Una de las cosas intrigantes que averigüé fue que Camilletti tenía la costumbre de borrar las copias de algunos correos «delicados», ya fuera él remitente o destinatario. Era obvio que no quería conservar esos correos en su ordenador. Astuto como era, debía saber que en algún lugar de los bancos de datos de la compañía se guardaban copias de todos los mensajes; por eso prefería usar correos externos para la correspondencia más delicada, incluyendo la del Wall Street Journal. Me pregunté si sabía que los ordenadores de Trion capturaban todos los mensajes que pasaban por la red de fibra óptica de la compañía, ya vinieran de Yahoo o de Hotmail o de quien fuera.

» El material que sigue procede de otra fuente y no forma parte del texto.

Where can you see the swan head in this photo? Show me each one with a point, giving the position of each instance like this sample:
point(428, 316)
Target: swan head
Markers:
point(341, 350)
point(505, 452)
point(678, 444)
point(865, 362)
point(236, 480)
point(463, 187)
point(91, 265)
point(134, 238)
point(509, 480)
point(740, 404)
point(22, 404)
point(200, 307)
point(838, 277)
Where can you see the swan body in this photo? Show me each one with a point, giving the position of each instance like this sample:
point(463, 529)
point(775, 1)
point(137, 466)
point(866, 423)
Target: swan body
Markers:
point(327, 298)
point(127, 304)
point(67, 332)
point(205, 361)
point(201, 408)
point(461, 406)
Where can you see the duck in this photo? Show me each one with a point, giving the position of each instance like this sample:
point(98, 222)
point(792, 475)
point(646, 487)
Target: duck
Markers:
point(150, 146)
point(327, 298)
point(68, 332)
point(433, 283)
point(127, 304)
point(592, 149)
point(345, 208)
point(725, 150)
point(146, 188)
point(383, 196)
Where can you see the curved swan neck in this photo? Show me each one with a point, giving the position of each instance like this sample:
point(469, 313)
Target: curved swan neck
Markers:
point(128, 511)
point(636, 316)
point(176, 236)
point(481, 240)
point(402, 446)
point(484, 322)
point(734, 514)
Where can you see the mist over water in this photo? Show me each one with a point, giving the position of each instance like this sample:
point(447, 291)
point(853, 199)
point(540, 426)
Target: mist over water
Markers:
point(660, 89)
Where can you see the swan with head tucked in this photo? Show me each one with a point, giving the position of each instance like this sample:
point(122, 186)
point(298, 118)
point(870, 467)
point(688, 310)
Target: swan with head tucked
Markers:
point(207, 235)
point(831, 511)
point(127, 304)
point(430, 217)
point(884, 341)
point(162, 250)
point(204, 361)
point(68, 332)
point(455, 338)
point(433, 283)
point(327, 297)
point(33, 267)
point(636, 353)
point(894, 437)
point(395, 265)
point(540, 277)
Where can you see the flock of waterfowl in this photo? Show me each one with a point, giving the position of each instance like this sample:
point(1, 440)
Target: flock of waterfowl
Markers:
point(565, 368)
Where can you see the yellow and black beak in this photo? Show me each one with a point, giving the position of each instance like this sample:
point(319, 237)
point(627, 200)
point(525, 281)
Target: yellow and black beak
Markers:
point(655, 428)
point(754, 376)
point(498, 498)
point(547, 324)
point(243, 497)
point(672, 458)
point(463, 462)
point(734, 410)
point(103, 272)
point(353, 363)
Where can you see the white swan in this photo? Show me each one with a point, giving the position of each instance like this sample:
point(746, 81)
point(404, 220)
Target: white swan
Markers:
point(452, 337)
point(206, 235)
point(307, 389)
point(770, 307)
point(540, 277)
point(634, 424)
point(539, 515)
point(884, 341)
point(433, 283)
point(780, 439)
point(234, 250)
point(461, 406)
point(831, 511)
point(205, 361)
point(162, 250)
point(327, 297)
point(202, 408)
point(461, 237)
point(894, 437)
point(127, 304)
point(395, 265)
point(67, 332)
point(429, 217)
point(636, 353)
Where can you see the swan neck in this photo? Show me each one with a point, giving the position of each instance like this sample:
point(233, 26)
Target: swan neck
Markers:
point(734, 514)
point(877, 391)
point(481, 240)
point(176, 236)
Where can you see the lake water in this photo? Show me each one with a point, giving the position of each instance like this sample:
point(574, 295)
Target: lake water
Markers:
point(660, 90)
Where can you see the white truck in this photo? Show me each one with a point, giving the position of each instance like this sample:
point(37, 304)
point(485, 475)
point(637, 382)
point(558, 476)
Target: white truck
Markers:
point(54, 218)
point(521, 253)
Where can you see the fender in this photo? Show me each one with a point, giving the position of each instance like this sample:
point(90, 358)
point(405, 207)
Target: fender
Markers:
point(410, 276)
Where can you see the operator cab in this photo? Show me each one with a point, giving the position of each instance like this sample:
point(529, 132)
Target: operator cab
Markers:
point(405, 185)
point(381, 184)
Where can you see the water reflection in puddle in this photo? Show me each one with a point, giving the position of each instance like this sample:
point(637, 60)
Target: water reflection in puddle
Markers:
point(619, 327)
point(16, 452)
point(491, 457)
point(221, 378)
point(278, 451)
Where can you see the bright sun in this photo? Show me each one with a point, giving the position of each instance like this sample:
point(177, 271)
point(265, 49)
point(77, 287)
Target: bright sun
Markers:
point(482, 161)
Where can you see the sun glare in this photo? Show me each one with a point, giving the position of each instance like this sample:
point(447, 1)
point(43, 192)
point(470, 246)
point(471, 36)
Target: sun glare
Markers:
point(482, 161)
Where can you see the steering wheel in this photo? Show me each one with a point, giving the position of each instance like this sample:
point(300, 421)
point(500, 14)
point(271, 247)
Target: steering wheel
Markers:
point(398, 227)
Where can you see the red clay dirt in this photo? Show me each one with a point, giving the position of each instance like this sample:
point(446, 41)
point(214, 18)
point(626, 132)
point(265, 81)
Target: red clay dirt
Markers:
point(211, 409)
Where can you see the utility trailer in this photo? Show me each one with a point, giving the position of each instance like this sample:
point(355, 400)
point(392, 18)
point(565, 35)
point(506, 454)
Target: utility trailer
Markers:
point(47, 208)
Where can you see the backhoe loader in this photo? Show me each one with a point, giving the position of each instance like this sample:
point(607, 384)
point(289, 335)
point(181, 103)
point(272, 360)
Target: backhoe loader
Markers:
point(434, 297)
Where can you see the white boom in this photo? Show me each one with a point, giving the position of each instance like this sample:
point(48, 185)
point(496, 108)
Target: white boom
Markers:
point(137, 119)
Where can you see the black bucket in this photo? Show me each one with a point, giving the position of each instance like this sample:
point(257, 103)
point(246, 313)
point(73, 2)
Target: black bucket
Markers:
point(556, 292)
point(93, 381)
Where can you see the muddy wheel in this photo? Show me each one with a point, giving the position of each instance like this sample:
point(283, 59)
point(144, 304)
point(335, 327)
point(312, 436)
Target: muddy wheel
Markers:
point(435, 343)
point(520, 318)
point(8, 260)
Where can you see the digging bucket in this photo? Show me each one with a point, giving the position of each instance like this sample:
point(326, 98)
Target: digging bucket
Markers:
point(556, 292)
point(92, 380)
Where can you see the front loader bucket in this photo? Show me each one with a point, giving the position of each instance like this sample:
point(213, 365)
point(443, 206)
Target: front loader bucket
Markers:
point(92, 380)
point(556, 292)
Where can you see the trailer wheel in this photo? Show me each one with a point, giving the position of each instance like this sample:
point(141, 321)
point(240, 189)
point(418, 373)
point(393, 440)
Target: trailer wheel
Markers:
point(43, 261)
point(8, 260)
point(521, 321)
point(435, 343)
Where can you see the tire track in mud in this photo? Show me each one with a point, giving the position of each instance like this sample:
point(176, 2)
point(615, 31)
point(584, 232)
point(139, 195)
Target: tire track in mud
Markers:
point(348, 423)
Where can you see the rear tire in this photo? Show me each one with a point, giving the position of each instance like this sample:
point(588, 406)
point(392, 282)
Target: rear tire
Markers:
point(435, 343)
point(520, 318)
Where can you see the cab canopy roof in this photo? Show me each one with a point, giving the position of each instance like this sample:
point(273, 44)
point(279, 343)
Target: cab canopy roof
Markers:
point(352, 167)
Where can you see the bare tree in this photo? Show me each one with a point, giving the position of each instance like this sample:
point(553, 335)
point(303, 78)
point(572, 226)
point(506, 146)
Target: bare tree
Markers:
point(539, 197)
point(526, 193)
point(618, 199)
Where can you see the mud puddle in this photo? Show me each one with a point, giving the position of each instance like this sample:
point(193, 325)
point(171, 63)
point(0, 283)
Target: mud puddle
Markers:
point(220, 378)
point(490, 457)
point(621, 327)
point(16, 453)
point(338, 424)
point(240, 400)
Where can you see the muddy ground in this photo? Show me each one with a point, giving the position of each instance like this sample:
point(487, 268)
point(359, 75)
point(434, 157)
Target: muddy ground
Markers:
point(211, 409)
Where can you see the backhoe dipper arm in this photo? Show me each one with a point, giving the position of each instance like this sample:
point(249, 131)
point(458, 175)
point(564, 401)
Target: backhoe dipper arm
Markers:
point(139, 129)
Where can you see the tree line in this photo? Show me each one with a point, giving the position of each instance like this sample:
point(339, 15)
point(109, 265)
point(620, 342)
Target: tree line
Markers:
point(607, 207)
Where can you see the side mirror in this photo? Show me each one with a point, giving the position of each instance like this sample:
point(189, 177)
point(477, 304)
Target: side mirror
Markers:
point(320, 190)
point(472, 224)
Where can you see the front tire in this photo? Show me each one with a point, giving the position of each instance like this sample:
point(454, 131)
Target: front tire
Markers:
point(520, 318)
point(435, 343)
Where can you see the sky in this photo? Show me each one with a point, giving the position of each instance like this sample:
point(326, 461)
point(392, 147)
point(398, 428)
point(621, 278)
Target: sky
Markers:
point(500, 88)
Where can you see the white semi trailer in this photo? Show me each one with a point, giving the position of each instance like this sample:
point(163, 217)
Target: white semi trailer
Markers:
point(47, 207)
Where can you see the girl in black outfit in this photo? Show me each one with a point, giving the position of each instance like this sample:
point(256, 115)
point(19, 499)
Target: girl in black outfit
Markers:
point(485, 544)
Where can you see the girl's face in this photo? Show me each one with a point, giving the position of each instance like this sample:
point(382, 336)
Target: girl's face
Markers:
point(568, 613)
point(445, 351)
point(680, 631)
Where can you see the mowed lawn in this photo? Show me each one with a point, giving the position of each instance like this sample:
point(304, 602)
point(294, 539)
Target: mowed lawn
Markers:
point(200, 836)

Mi nuevo amigo en TI, que parecía convencido de que le estaba haciendo un favor personal al mismísimo Goddard, me consiguió también los registros de llamadas telefónicas hacia y desde el despacho del jefe de servicios financieros. Ningún problema, dijo. Por supuesto que la compañía no grababa las conversaciones, pero sí que conservaban un registro de números entrantes y salientes. Podía incluso conseguirme copias de los correos de voz de cualquiera, dijo. Pero eso podía tomar algo de tiempo.
Los resultados llegaron en cuestión de una hora. Allí estaba todo. Camilletti había recibido un cierto número de llamadas del tío del Journal en los últimos diez días. Pero además -y esto era más incriminatorio- lo había llamado varias veces. Eventualmente podría explicar una o dos, diciendo que había tratado de devolverle la llamada al periodista, aunque antes hubiera insistido en que nunca había llegado a hablar con él.
Pero ¿doce llamadas, y algunas de ellas de cinco a siete minutos? No, eso no sería bien visto.
Y luego me llegaron las copias de los mensajes. «De aquí en adelante», escribió Camilletti, «llámame sólo a casa. no me llames, repito, no me llames a Trion. Y escríbeme sólo a la dirección de Hotmail.»
Explícame esto, Degollador.
No podía esperar a mostrarle mi pequeño dossier a Goddard; pero el jefe tuvo una reunión tras otra desde media mañana hasta el final de la tarde. Reuniones, además, a las que no me había invitado.
Al ver a Camilletti salir del despacho de Goddard, supe que ésa era mi oportunidad.
Capítulo 59
Camilletti me vio al salir pero no pareció notar mi presencia; fue como si yo fuera un mueble más de la oficina. Goddard se fijó en mí y sus cejas se levantaron como interrogándome. Flo comenzó a hablarle y yo hice aquello del índice-en-el-aire que Goddard siempre hacía, indicándole que necesitaba tan sólo un minuto de su tiempo. Goddard le hizo una rápida señal a Flo y me pidió que pasara.
– ¿Qué tal lo he hecho?
– ¿Disculpe?
– Mi pequeño discurso.
¿De verdad le interesaba mi opinión?
– Ha estado magnífico -dije.
Sonrió como aliviado.
– Siempre he estado agradecido con mi viejo profesor de teatro. Me ha ayudado mucho en mi carrera: entrevistas, charlas en público, todo eso. ¿Alguna vez ha actuado, Adam?
La cara se me calentó. Sí, más o menos todos los días. Dios mío, ¿qué insinuaba este hombre?
– La verdad es que no.
– Realmente te relaja. Claro, no es que yo sea Cicerón, ni nada por el estilo, pero… bien, ¿quería decirme algo?